The trigger can be either row-level or statement-level, where the former fires once for
each row affected by the triggering statement and the latter fires once for the whole
statement.
You can write triggers that fire whenever one of the following operations occurs:
- DML statements (INSERT, UPDATE, DELETE) on a particular table or view,issued by any user
- DDL statements (CREATE or ALTER primarily) issued either by a particular schema/user or by any schema/user in the database
- Database events, such as logon/logoff, errors, or startup/shutdown, also issued either by a particular schema/user or by any schema/user in the database
A trigger has three basic parts:
- A triggering event or statement
- A trigger restriction
- A trigger action
Example of PL/SQL trigger
In the below example line 2 is A triggering event or statement, lines 4-9 are A trigger action.

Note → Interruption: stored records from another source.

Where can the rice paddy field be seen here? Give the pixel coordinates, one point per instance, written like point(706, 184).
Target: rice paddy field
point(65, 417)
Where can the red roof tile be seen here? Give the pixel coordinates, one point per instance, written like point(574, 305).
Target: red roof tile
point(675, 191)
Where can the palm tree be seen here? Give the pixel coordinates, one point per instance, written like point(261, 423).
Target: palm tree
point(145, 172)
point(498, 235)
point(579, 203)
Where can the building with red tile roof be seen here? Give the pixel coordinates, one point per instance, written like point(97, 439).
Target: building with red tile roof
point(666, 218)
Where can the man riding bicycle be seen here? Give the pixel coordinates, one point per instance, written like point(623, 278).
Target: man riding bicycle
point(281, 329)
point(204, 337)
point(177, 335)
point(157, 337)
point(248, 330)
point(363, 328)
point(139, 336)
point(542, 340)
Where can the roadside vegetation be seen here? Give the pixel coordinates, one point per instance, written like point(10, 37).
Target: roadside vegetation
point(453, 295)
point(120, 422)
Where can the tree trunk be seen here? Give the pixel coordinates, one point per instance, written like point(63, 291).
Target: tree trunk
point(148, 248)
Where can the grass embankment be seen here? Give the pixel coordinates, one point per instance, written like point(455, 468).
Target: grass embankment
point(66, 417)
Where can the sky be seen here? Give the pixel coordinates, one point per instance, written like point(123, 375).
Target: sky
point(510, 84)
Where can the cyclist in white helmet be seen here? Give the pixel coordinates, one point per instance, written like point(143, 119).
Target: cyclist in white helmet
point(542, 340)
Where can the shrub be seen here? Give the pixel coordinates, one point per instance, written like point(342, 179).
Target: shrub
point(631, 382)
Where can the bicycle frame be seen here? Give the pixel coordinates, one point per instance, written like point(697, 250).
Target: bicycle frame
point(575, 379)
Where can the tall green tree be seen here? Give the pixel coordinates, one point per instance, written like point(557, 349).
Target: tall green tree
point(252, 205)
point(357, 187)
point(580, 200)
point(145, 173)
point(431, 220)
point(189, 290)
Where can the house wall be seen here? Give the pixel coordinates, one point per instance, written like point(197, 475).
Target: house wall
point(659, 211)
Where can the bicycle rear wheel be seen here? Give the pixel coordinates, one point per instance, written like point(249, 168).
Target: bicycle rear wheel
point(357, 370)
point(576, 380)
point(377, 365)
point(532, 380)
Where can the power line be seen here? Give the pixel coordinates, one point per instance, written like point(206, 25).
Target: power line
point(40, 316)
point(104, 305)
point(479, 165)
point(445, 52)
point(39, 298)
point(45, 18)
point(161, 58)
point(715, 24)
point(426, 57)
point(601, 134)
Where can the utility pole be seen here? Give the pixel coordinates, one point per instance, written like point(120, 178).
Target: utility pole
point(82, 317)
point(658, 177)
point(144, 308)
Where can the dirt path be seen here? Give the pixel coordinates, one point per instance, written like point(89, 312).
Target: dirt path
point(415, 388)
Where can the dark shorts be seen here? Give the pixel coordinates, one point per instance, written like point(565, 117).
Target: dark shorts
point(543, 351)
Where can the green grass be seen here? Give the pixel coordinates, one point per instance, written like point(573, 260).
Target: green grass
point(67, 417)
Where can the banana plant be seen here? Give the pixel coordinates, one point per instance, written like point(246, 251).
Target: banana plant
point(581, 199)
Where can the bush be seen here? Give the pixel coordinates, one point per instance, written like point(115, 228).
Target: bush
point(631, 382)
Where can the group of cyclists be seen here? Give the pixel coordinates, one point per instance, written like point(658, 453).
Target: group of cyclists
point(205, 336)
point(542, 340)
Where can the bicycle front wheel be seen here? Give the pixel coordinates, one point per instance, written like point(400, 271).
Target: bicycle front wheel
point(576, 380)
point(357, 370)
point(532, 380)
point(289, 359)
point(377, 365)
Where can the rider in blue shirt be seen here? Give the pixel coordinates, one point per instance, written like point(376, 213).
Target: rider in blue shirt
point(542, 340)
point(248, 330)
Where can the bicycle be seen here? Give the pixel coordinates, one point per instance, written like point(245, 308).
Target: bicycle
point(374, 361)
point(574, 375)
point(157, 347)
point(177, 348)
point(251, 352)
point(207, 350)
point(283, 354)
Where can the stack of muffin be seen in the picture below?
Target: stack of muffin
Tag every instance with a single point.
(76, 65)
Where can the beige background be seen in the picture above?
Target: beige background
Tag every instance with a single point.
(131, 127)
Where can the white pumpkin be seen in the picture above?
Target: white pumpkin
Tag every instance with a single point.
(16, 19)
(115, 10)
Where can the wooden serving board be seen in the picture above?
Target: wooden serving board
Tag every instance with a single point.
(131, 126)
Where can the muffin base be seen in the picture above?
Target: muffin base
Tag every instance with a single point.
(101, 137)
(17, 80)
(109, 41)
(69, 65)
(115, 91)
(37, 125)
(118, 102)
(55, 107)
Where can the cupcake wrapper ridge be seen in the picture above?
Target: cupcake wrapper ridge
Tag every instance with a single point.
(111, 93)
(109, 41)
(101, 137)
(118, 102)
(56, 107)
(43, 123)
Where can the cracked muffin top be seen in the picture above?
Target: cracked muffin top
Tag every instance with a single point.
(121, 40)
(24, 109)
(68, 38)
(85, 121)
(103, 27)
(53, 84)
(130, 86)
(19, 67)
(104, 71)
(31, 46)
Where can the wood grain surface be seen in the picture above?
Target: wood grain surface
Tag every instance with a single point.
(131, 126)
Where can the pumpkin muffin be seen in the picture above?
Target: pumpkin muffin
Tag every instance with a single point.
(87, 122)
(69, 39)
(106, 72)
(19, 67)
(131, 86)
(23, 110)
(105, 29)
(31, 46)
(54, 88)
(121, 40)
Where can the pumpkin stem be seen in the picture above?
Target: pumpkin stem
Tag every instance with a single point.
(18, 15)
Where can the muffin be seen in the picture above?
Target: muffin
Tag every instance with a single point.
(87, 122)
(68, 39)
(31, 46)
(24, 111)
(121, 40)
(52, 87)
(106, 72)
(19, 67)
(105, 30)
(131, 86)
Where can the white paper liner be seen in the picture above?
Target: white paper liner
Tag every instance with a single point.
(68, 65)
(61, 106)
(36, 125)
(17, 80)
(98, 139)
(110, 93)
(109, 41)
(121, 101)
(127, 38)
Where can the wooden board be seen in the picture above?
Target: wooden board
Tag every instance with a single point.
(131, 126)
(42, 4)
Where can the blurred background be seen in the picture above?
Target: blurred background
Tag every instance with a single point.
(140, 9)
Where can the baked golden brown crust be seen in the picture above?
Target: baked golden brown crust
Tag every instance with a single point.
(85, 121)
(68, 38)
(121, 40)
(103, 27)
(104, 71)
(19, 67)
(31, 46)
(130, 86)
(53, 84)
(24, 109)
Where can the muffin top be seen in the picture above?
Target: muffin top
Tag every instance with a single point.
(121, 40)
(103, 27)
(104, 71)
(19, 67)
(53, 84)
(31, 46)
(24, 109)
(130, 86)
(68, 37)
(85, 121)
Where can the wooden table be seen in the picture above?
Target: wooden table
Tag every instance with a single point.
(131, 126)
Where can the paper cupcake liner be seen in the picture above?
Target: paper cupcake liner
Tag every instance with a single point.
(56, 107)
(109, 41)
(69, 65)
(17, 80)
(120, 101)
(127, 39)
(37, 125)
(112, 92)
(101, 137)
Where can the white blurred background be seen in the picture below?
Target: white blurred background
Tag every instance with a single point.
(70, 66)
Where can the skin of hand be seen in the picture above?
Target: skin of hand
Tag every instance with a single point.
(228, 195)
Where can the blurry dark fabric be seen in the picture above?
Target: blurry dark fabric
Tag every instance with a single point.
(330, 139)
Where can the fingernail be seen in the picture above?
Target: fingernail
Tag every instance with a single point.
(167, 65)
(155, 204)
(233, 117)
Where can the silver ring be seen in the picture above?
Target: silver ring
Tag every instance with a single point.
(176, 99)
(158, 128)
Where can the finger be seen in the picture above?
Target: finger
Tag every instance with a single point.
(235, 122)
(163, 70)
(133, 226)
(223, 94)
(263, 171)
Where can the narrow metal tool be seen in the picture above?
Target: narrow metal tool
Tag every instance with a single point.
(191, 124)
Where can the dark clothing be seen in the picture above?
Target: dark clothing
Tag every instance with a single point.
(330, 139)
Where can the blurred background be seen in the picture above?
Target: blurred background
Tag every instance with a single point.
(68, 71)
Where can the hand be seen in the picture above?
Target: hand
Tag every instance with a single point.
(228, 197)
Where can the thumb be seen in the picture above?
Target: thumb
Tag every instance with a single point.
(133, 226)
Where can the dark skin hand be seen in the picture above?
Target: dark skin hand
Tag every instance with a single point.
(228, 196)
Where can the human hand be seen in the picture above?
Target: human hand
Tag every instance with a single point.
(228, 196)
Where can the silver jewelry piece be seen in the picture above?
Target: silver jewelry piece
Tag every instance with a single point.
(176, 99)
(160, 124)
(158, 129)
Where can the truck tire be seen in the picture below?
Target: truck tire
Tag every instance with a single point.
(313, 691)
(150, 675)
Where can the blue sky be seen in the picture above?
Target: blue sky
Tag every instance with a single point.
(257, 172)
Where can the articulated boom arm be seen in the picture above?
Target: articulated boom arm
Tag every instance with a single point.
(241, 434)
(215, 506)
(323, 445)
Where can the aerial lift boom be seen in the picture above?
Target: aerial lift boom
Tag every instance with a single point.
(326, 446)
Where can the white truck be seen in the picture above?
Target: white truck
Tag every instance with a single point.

Example of creating a trigger based on the following two tables:
CREATE TABLE T1 (a INTEGER);
CREATE TABLE T2 (b INTEGER);
We will create a trigger that may insert a tuple into T2 when a tuple is inserted into T1. The trigger checks if the inserted row in T1 is has a value less than 5 only then a tuple is inserted in T2.
CREATE TRIGGER tr1
AFTER INSERT ON T1
REFERENCING NEW AS newRow
FOR EACH ROW
WHEN (newRow.a <= 5)
BEGIN
INSERT INTO T2 VALUES(:newRow.a);
END tr1;
run;
Different types of triggers can be:
Row Triggers and Statement Triggers: A statement trigger is fired once on behalf of the triggering statement, regardless of the number of rows in the table that the triggering statement affects. A row trigger fires once for each row affected by the triggering event.
BEFORE and AFTER Triggers: BEFORE triggers run the trigger action before the triggering statement is run. AFTER triggers run the trigger action after the triggering statement is run.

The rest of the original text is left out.